I have a Value 38142 I need to convert it into date format using python. if use this number in excel and do a right click and format cell at that time the value will be converted to 04/06/2004 and I need the same result using python. How can I achieve this

The offset in Excel is the number of days since 1900/01/01, with 1 being the first of January 1900, so add the number of days as a timedelta to 1899/12/31:

from datetime import datetime, timedelta

def from_excel_ordinal(ordinal, _epoch0=datetime(1899, 12, 31)):
    if ordinal > 59:
        ordinal -= 1  # Excel leap year bug, 1900 is not a leap year!
    return (_epoch0 + timedelta(days=ordinal)).replace(microsecond=0)

You have to adjust the ordinal by one day for any date after 1900/02/28; Excel has inherited a leap year bug from Lotus 1-2-3 and treats 1900 as a leap year. The code above returns datetime(1900, 2, 28, 0, 0) for both 59 and 60 to correct for this.

The above also supports serials with a fraction to represent time, but since Excel doesn't support microseconds those are dropped.

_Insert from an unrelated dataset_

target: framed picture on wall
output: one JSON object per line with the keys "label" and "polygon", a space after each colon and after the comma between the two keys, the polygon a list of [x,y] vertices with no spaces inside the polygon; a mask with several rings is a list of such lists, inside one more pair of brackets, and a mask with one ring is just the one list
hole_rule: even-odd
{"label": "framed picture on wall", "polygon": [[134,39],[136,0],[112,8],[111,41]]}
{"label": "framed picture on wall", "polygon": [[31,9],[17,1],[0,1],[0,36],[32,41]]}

from datetime import datetime, timedelta

def from_excel_ordinal(ordinal, epoch=datetime(1900, 1, 1)):
    # Adapted from above, thanks to @Martijn Pieters 

    if ordinal > 59:
        ordinal -= 1  # Excel leap year bug, 1900 is not a leap year!
    inDays = int(ordinal)
    frac = ordinal - inDays
    inSecs = int(round(frac * 86400.0))

    return epoch + timedelta(days=inDays - 1, seconds=inSecs) # epoch is day 1

excelDT = 42548.75001           # Float representation of 27/06/2016  6:00:01 PM in Excel format  
pyDT = from_excel_ordinal(excelDT)

The above answer is fine for just a date value, but here I extend the above solution to include time and return a datetime values as well.